A purpose-built WYSIWYG localization layer.

Weglot · machine translation with WYSIWYG editorial layer
Image to come.

We selected Weglot and built a localization platform that used machine translation at scale with a WYSIWYG editing workflow layered on top. The WYSIWYG capability mattered operationally: editors could see exactly how translated content would render before it went live, which cut QA overhead substantially against the previous process, where editors were effectively reviewing content blind.

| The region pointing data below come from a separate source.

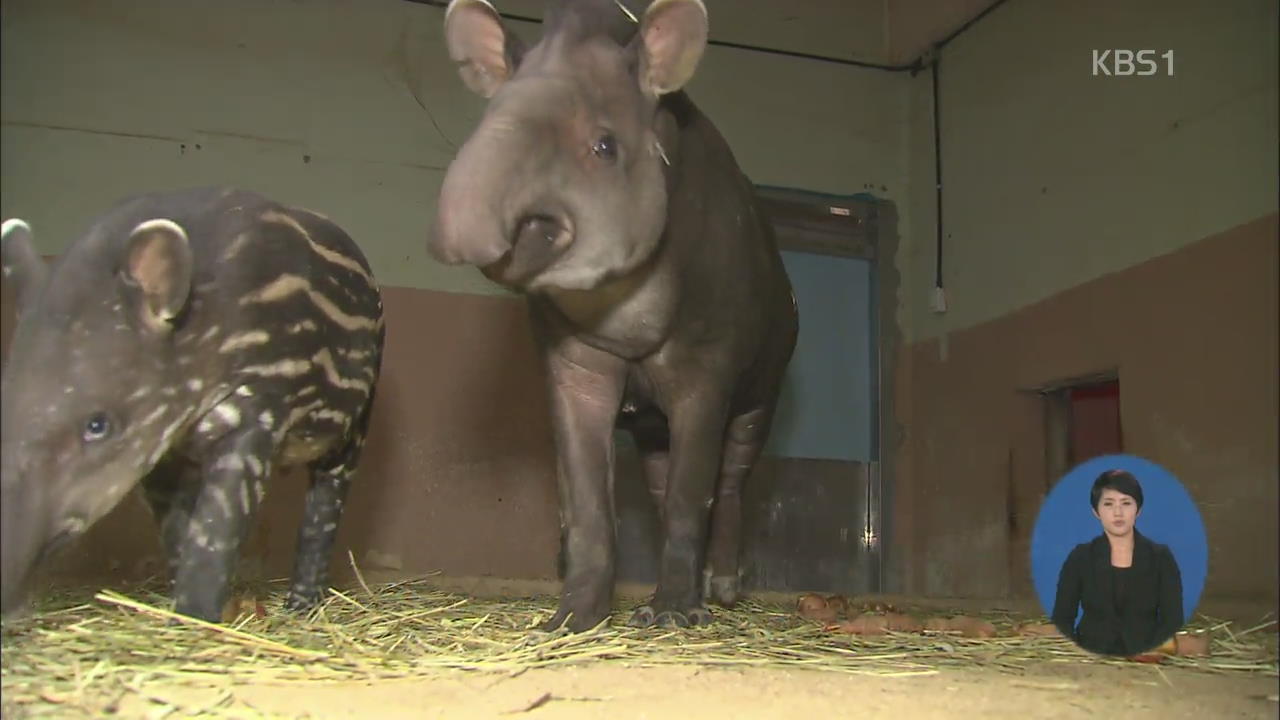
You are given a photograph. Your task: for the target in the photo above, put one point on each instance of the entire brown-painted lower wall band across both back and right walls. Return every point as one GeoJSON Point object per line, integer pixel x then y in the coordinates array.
{"type": "Point", "coordinates": [459, 473]}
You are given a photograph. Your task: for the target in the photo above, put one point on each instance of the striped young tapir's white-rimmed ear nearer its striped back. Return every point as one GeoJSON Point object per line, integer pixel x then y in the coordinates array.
{"type": "Point", "coordinates": [158, 262]}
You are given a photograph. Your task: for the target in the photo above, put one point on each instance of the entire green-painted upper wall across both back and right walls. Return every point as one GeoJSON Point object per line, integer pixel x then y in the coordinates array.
{"type": "Point", "coordinates": [1053, 176]}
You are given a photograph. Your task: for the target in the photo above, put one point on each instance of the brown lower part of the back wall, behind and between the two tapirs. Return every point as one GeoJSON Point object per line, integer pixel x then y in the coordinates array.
{"type": "Point", "coordinates": [458, 475]}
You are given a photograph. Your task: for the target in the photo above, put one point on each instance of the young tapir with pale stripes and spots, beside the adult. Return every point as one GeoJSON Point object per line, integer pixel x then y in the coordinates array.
{"type": "Point", "coordinates": [194, 341]}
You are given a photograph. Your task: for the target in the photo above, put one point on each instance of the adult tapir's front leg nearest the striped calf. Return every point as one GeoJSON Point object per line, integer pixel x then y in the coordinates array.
{"type": "Point", "coordinates": [586, 391]}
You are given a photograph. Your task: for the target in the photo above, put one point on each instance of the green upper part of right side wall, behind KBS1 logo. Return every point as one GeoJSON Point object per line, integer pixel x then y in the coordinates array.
{"type": "Point", "coordinates": [1054, 177]}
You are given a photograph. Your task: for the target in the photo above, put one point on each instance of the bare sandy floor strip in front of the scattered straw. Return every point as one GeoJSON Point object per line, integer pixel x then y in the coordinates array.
{"type": "Point", "coordinates": [607, 691]}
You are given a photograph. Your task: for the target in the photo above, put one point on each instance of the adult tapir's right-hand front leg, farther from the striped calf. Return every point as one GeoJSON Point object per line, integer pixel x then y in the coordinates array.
{"type": "Point", "coordinates": [697, 440]}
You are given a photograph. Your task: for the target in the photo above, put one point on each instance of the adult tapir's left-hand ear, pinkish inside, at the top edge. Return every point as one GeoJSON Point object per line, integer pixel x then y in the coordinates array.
{"type": "Point", "coordinates": [486, 53]}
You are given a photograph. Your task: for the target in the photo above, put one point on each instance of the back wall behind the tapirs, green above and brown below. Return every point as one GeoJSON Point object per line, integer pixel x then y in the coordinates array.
{"type": "Point", "coordinates": [351, 108]}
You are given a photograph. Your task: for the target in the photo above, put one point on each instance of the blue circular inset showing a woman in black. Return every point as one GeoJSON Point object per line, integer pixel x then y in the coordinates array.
{"type": "Point", "coordinates": [1072, 555]}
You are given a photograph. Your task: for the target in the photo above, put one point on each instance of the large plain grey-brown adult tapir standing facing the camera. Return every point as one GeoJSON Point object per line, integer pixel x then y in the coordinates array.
{"type": "Point", "coordinates": [659, 298]}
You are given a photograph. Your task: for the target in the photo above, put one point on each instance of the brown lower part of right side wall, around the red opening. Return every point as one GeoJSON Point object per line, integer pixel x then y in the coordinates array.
{"type": "Point", "coordinates": [1195, 338]}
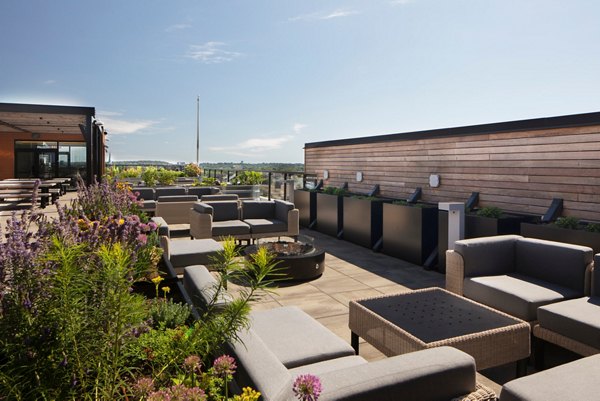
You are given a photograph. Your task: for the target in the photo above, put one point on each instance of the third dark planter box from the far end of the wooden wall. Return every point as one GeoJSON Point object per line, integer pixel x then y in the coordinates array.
{"type": "Point", "coordinates": [363, 221]}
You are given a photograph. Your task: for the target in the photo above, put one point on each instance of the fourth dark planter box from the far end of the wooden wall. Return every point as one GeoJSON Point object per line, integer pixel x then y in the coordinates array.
{"type": "Point", "coordinates": [409, 233]}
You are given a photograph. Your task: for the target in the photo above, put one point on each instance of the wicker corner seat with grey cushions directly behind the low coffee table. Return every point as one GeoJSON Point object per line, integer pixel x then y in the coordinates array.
{"type": "Point", "coordinates": [517, 275]}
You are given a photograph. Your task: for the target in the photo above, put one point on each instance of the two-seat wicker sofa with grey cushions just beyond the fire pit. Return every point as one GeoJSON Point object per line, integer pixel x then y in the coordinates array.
{"type": "Point", "coordinates": [246, 220]}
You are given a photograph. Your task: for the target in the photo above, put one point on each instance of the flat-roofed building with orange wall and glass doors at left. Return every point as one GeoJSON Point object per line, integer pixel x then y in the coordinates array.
{"type": "Point", "coordinates": [46, 141]}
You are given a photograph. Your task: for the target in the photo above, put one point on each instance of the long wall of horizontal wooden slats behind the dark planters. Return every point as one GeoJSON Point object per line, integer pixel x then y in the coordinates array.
{"type": "Point", "coordinates": [516, 171]}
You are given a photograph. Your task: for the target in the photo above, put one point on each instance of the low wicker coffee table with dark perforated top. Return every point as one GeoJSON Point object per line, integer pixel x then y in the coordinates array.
{"type": "Point", "coordinates": [433, 317]}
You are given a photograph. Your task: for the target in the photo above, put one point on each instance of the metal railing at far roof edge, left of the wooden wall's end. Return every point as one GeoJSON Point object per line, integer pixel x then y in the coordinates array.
{"type": "Point", "coordinates": [274, 186]}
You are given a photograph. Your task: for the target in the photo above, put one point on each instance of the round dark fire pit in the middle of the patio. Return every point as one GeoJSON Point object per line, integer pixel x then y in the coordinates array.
{"type": "Point", "coordinates": [297, 260]}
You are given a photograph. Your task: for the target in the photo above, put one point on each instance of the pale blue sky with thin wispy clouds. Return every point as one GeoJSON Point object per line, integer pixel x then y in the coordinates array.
{"type": "Point", "coordinates": [273, 75]}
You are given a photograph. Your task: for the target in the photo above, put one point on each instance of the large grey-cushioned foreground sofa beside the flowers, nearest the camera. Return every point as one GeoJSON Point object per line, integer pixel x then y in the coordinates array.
{"type": "Point", "coordinates": [285, 342]}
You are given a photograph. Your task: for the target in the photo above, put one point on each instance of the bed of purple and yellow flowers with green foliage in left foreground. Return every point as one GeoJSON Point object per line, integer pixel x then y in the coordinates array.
{"type": "Point", "coordinates": [72, 328]}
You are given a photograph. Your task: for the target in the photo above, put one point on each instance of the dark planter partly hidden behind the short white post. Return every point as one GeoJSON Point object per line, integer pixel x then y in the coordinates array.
{"type": "Point", "coordinates": [475, 227]}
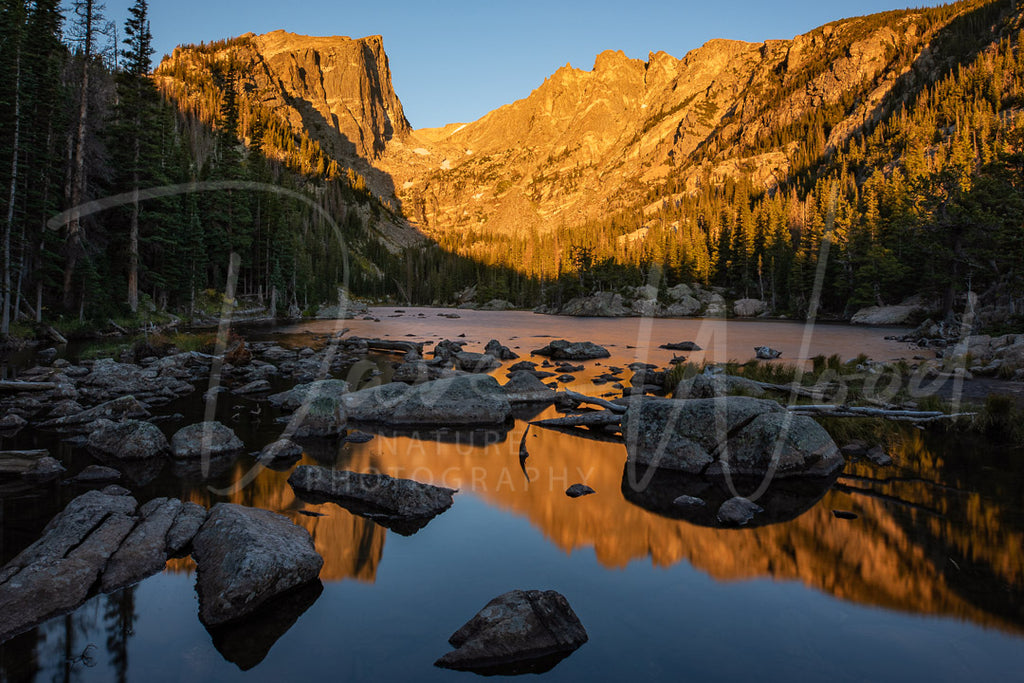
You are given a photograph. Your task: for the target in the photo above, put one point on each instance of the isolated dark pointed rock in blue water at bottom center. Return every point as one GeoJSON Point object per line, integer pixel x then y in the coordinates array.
{"type": "Point", "coordinates": [519, 632]}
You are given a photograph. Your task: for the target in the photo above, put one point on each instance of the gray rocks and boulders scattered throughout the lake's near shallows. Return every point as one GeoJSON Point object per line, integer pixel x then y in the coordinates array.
{"type": "Point", "coordinates": [687, 436]}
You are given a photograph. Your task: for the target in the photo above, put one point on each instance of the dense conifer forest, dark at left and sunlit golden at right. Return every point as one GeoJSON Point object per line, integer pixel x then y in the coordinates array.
{"type": "Point", "coordinates": [929, 200]}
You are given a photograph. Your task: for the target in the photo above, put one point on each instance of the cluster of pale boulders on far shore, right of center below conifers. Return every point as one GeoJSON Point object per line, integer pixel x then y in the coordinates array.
{"type": "Point", "coordinates": [649, 302]}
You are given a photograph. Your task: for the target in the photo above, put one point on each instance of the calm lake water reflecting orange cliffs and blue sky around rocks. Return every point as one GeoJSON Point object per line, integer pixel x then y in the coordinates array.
{"type": "Point", "coordinates": [927, 584]}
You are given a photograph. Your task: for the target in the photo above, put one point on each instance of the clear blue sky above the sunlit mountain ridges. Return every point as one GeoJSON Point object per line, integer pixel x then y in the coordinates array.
{"type": "Point", "coordinates": [454, 61]}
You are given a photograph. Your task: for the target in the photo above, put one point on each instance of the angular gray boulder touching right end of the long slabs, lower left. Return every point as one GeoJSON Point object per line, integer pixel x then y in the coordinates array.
{"type": "Point", "coordinates": [245, 557]}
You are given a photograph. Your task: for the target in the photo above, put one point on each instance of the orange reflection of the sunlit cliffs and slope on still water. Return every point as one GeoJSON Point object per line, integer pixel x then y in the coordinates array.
{"type": "Point", "coordinates": [916, 546]}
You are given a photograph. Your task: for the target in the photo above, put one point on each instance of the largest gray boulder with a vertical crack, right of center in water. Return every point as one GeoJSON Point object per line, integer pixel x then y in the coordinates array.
{"type": "Point", "coordinates": [746, 436]}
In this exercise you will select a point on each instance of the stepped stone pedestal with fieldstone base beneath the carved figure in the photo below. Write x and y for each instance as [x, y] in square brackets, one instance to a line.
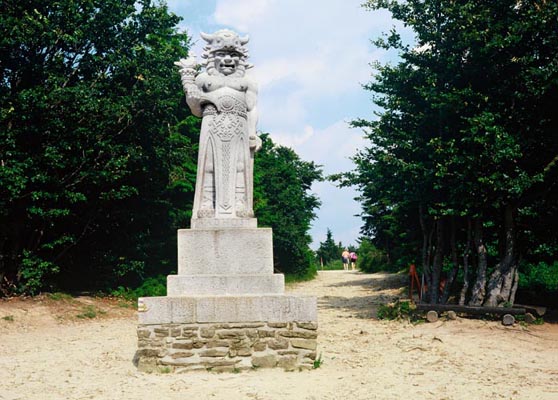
[226, 309]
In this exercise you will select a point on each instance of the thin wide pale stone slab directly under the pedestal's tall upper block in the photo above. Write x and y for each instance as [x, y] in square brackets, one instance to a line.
[194, 285]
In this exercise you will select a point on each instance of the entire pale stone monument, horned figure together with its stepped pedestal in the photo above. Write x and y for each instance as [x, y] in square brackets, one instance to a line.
[225, 287]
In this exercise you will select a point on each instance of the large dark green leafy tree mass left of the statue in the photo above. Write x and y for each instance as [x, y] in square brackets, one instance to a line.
[90, 117]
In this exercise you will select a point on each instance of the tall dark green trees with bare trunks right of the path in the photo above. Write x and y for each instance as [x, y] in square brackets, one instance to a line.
[464, 146]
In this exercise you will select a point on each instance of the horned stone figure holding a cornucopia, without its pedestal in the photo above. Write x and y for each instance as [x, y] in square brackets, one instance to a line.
[226, 99]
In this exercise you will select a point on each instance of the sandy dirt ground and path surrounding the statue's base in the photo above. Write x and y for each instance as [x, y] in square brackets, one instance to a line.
[47, 354]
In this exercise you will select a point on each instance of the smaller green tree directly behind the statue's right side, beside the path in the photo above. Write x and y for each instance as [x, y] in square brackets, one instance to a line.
[283, 201]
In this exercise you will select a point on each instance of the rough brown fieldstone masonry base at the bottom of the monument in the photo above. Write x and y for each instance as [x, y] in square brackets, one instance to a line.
[226, 346]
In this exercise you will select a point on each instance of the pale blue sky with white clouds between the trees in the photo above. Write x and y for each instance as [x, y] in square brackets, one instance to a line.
[310, 60]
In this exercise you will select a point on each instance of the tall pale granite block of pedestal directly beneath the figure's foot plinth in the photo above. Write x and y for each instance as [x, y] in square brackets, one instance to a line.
[225, 251]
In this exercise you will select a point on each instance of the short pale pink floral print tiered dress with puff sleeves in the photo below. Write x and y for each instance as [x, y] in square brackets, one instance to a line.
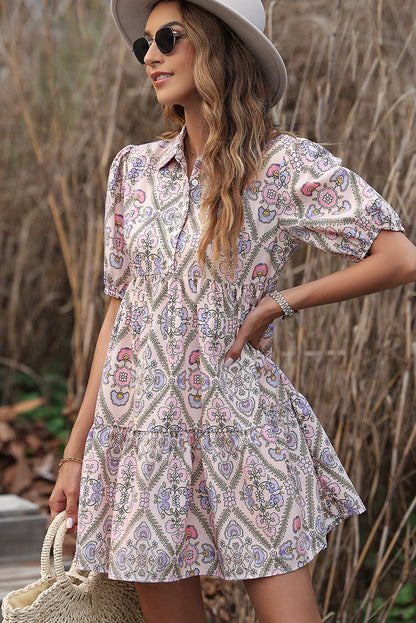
[191, 468]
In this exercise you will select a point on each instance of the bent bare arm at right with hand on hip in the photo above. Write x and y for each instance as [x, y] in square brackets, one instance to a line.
[391, 262]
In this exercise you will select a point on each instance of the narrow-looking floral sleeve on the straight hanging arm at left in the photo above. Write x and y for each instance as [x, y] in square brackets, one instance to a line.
[117, 269]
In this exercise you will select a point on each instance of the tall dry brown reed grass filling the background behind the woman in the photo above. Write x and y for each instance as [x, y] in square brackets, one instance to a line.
[71, 97]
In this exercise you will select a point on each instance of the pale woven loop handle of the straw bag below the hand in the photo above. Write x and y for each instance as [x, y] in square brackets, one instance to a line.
[55, 538]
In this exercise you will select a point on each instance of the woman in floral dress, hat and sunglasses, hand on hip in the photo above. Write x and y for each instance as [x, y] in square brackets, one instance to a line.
[199, 455]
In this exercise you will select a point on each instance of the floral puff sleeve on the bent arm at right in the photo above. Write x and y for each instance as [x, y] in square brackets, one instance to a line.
[327, 205]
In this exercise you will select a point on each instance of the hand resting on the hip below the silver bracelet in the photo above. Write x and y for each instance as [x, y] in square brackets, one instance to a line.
[253, 327]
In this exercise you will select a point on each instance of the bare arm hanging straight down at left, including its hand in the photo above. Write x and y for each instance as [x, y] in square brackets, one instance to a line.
[66, 491]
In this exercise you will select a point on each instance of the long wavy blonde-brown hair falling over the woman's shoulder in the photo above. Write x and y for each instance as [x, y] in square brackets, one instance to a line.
[239, 123]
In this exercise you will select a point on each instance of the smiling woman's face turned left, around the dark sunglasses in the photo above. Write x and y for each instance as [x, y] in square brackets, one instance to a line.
[172, 74]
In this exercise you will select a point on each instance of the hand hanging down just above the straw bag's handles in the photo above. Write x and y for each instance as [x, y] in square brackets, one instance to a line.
[65, 494]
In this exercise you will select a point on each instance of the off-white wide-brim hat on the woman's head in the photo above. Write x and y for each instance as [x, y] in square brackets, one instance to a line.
[246, 17]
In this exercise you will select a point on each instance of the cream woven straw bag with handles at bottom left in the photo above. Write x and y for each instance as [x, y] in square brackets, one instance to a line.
[66, 597]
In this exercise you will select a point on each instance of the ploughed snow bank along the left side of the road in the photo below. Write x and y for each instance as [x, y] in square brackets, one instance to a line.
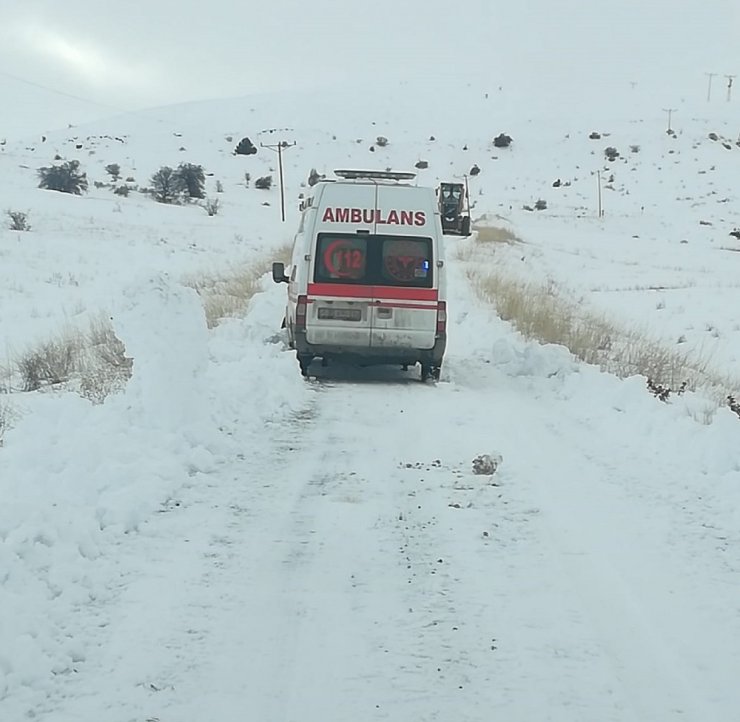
[75, 477]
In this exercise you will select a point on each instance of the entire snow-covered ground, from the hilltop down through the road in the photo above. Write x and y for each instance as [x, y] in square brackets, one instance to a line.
[224, 540]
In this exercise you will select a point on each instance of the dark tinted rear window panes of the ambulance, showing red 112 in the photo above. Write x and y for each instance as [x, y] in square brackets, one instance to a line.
[374, 260]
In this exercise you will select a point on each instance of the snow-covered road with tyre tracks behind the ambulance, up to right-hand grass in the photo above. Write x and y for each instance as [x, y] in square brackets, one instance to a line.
[341, 560]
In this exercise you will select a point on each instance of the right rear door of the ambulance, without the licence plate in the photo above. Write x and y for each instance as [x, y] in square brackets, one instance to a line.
[406, 291]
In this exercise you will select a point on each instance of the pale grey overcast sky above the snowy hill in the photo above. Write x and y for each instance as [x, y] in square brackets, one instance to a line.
[133, 54]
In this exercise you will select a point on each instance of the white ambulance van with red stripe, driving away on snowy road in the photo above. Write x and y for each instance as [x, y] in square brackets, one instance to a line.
[366, 283]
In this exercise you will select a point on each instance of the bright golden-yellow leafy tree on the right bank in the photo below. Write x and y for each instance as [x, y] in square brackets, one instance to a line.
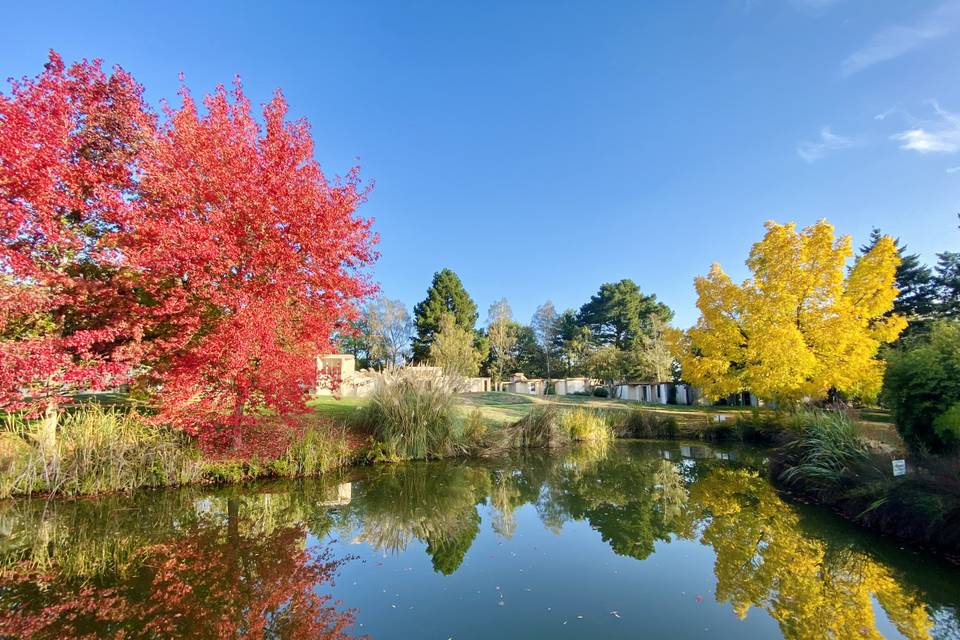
[802, 325]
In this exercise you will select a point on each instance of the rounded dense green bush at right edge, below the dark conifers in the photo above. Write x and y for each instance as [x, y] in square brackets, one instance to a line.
[922, 383]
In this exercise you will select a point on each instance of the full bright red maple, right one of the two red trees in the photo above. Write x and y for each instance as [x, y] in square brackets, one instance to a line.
[251, 259]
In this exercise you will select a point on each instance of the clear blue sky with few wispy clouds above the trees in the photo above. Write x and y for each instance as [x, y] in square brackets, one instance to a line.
[539, 149]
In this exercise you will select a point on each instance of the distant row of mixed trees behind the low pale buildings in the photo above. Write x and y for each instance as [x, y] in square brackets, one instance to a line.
[619, 333]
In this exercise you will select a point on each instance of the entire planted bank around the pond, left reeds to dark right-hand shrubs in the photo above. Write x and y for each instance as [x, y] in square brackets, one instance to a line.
[818, 457]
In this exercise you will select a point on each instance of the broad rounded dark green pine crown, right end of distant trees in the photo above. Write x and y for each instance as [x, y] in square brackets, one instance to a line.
[618, 314]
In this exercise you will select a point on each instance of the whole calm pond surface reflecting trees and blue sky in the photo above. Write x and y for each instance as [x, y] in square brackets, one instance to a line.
[653, 540]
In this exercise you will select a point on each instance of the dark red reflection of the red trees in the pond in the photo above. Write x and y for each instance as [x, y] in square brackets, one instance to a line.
[205, 585]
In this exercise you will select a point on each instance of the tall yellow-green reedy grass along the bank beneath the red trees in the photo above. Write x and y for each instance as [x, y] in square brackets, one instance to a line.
[107, 449]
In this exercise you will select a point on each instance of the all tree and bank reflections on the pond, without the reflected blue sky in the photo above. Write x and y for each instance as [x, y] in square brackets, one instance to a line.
[260, 562]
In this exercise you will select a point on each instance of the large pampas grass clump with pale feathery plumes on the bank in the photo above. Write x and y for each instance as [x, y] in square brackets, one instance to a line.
[411, 414]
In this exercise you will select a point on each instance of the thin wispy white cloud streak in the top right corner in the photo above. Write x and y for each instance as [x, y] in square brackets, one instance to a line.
[896, 40]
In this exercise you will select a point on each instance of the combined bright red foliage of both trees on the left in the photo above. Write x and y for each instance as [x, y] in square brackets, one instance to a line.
[209, 252]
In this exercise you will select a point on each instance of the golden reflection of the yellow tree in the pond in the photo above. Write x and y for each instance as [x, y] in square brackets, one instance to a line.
[764, 560]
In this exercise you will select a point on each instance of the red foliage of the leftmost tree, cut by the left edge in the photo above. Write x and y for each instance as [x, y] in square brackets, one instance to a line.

The architecture — the system tying together translation management, editorial review, and publishing controls across NCR’s international properties — was purpose-built. It wasn’t a standard Weglot deployment; it took close collaboration between our IT team and the vendor to get the integration right inside NCR’s Webflow environment. That work became the foundation for localized publishing across the global site.

§ 04Outcomes

A cleared dependency and a platform that kept working.

Cost discipline
Came in 49% under the approved budget — $79,622 against $155,000 — by selecting on fit rather than spending to the ceiling.
Procurement
Ran a full RFP across three vendors, with NDAs negotiated where diligence warranted, and selected on technical fit rather than price or brand.
Architecture
Co-developed a novel WYSIWYG localization layer with IT and Weglot — not a standard deployment, designed for NCR’s Webflow CMS and publishing workflow.
Workflow
Gave editors visibility into rendered translated content before publish, cutting QA overhead against a previously blind review process.
Dependency cleared
Unblocked the next phase of the Cardtronics migration and AEM-to-Webflow replatforming, which couldn’t complete without a functioning localization layer.
A note on metrics

This was infrastructure, not a campaign — the honest outcomes are the disciplined procurement, the architecture decision, and the dependency it cleared. The one hard number worth claiming is the budget: 49% under, on a single line.